Mendelson, who died in 2019, believed in creative serendipity. He once told The Post that the first time he heard the music of Vince Guaraldi — while driving across the Golden Gate Bridge — he thought he might use it someday.
Singer-songwriter Ben Folds views Guaraldi’s music as inseparable from the classic “Peanuts” animation it accompanied. “When you match the music with ‘Peanuts’ and the era and what it was doing and saying, then it starts to hit like Beethoven Piano Sonata time,” Folds says of Guaraldi’s sunny West Coast sound that “distilled jazz into something popular.”
Guaraldi’s “Peanuts” songs and the animated specials were “a perfect pairing,” he says, adding that the music “just gets the vibe.”
That “loomed large” when Folds was asked to write theme music for the recent streaming “Peanuts” special, “It’s the Small Things, Charlie Brown.” He meditated on Guaraldi’s music rather than trying to imitate it: “I didn’t try to drop riffs — I just went with the color.”
This month, “Jump Start” creator Robb Armstrong appeared on a Schulz Museum panel with other celebrated cartoonists to share personal stories about the Sparky they knew. As he sat onstage, Armstrong appreciated that Schulz “made other budding artists either realize their dream, pursue their dream or smooth the road on their journey.”
“He was one of the most grand-hearted human beings I’ve ever encountered,” Armstrong says.
A 6-year-old Armstrong was inspired by “Peanuts” in the summer of 1968, when Schulz integrated the strip by introducing a Black character: Franklin. Armstrong’s reaction: “I’m in this strip.” (About a quarter-century later, Schulz gave Franklin the last name of “Armstrong” in a salute to his friend and syndicated colleague — an honor the “Jump Start” creator calls “otherworldly.”)
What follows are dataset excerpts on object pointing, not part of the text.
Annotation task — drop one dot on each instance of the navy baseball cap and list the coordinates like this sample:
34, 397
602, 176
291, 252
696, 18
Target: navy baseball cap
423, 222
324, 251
Barbara Brandon-Croft, the trailblazing creator of the comic “Where I’m Coming From,” also responded strongly in 1968. “I was excited to see a Black character in ‘Peanuts.’ Even if Franklin’s presence was only that — a Black kid amongst the group — it absolutely made a difference,” she says. “When you grow up as an ‘other’ — which is what this country laid out for us — when you see yourself represented, it gives you a sense of belonging.”
Schulz, a World War II Army veteran, was long fascinated with aviation, and NASA and “Peanuts” have a long relationship that includes the Silver Snoopy Award, which is bestowed upon outstanding NASA contractors and employees.
In 1969, Schulz appeared in public alongside the Apollo 10 astronauts who rode in the module called “Charlie Brown.” That was also the year that a future astronaut was inspired by Snoopy and space.
“In 1969, the Mets won the World Series, [astronauts] landed on the moon and I went to see ‘A Boy Named Charlie Brown,” the new animated feature, at Radio City Music Hall, says Mike Massimino, an engineering professor and space adviser. “It all happened within a few months of each other, and it kind of set up the passions for the rest of my life.”
That year, Massimino received a stuffed Snoopy astronaut toy as a gift. In 2009, on his second NASA space mission, Massimino took that same Snoopy toy into space — a symbol of his lasting attachment to “Peanuts.”
Noting that his attempts to become an astronaut failed three times before he was accepted, Massimino says he admires Charlie Brown’s spirit of optimistic resilience. “Charlie Brown is the friend and person I wanted to be, and Snoopy is the cool astronaut I wanted to be,” Massimino says.
Adds the astronaut, “I think it’s the greatest comic strip and characters ever created.”